Abstract. In response to the need for an up-to-date emissions inventory and the recent achievement of geostationary observations afforded
by the Geostationary Environment Monitoring Spectrometer (GEMS) and its
sister instruments, this study aims to establish a top-down approach for
adjusting aerosol precursor emissions over East Asia. This study involves a
series of the TROPOspheric Monitoring Instrument (TROPOMI) NO2 product, the GEMS aerosol optical depth (AOD) data fusion product and its proxy product, and chemical transport model (CTM)-based inverse modeling techniques. We begin by
sequentially adjusting bottom-up estimates of nitrogen oxides (NOx) and primary particulate matter (PM) emissions, both of which significantly contribute to aerosol loadings over East Asia to reduce model biases in AOD simulations during the year 2019. While the model initially underestimates AOD by 50.73 % on average, the sequential emissions adjustments that led to overall increases in the amounts of
NOx emissions by 122.79 % and of primary PM emissions by 76.68 % and 114.63 % (single- and multiple-instrument-derived emissions
adjustments, respectively) reduce the extents of AOD underestimation to 33.84 % and 19.60 %, respectively.

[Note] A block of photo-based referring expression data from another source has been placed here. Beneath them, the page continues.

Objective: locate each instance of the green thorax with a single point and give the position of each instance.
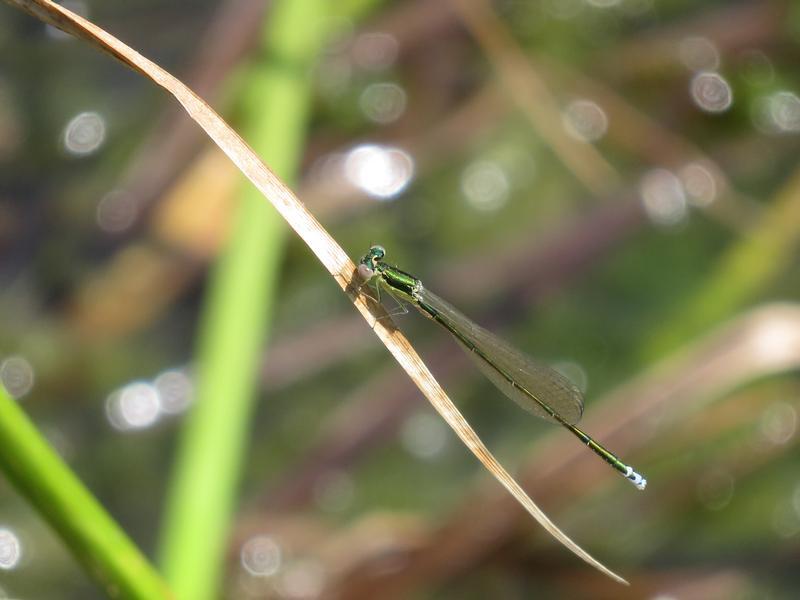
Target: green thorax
(398, 282)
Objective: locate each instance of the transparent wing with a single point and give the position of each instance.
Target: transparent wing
(539, 389)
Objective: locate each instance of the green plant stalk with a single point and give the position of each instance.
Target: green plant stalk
(95, 539)
(744, 269)
(274, 115)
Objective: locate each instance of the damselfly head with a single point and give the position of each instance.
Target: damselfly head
(376, 253)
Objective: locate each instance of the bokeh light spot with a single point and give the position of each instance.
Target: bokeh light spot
(585, 120)
(779, 423)
(485, 185)
(84, 134)
(383, 102)
(699, 183)
(711, 92)
(424, 435)
(136, 406)
(261, 556)
(10, 549)
(175, 390)
(17, 376)
(663, 198)
(376, 51)
(380, 171)
(117, 211)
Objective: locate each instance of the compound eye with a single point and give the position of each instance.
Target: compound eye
(365, 272)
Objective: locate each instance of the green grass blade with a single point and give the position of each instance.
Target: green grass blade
(43, 478)
(274, 117)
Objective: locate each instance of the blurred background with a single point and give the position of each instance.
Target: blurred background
(610, 185)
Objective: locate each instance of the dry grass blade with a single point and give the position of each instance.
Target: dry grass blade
(309, 229)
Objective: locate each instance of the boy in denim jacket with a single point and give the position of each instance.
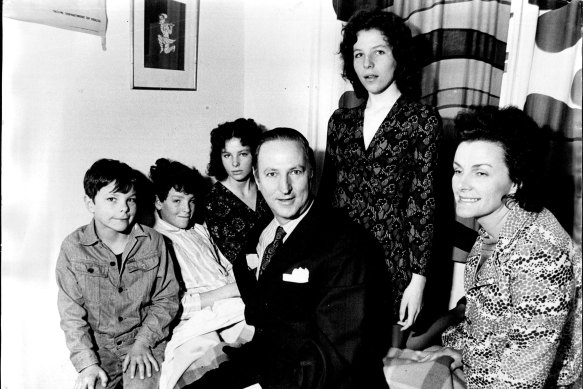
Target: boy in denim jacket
(117, 288)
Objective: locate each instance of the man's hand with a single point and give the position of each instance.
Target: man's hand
(411, 301)
(140, 359)
(88, 377)
(433, 353)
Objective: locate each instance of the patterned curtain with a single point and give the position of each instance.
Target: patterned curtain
(543, 76)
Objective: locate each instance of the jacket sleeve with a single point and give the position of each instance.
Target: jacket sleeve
(164, 301)
(73, 314)
(345, 336)
(542, 293)
(353, 316)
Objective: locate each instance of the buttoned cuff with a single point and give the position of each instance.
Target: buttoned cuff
(83, 359)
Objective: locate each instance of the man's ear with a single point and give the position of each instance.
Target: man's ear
(89, 203)
(158, 203)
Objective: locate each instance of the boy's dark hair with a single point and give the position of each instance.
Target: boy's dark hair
(167, 174)
(105, 171)
(246, 130)
(398, 36)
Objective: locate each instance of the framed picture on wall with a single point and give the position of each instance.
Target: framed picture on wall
(164, 44)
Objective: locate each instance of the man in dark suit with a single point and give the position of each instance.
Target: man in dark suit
(315, 287)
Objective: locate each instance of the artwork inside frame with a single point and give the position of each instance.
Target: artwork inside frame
(164, 44)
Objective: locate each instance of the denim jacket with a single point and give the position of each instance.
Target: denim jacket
(99, 304)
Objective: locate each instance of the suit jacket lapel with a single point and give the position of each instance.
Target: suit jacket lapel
(296, 246)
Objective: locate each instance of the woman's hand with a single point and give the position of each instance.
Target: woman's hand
(433, 353)
(411, 302)
(87, 378)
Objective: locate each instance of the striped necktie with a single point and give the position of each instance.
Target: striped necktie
(272, 248)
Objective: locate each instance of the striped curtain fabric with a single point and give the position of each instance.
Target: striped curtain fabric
(463, 43)
(543, 76)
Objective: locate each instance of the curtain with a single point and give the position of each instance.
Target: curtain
(543, 76)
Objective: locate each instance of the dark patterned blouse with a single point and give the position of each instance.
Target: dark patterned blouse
(388, 188)
(229, 219)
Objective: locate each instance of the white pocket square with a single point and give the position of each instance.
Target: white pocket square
(299, 276)
(252, 261)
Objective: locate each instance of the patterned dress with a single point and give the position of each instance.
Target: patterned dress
(523, 315)
(388, 187)
(229, 219)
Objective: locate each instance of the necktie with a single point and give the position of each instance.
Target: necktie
(272, 248)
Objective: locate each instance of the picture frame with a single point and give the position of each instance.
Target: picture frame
(164, 44)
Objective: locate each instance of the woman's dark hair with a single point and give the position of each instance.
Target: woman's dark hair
(522, 141)
(167, 174)
(398, 36)
(246, 130)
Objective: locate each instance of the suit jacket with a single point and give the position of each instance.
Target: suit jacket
(330, 332)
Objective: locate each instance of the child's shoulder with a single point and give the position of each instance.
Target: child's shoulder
(80, 234)
(148, 232)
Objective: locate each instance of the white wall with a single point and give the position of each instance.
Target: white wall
(292, 70)
(67, 103)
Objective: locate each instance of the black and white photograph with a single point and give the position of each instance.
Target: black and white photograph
(291, 194)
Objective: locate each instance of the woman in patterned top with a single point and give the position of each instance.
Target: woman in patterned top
(234, 205)
(522, 326)
(381, 155)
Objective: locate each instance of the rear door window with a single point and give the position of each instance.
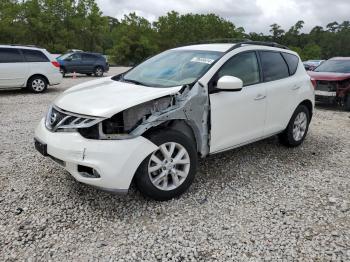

We consider the outperformance of the model using the emissions constrained by the data fusion product to be the result
of the improvement in the quantity of available data. Taking advantage of
the data fusion product, we perform sequential emissions adjustments during
the spring of 2022, the period during which the substantial reductions in
anthropogenic emissions took place accompanied by the COVID-19 pandemic
lockdowns over highly industrialized and urbanized regions in China. While
the model initially overestimates surface PM2.5 concentrations by
47.58 % and 20.60 % in the North China Plain (NCP) region and South Korea (hereafter referred to as Korea), the sequential emissions adjustments that led to overall decreases in NOx
and primary PM emissions by 7.84 % and 9.03 %, respectively,
substantially reduce the extents of PM2.5 underestimation to 19.58 % and 6.81 %, respectively. These findings indicate that the series of
emissions adjustments, supported by the TROPOMI and GEMS-involved data fusion products, performed in this study are generally effective at reducing model
biases in simulations of aerosol loading over East Asia; in particular, the
model performance tends to improve to a greater extent on the condition that
spatiotemporally more continuous and frequent observational references are
used to capture variations in bottom-up estimates of emissions. In addition
to reconfirming the close association between aerosol precursor emissions
and AOD as well as surface PM2.5 concentrations, the findings of this
study could provide a useful basis for how to most effectively exploit
multisource top-down information for capturing highly varying anthropogenic emissions.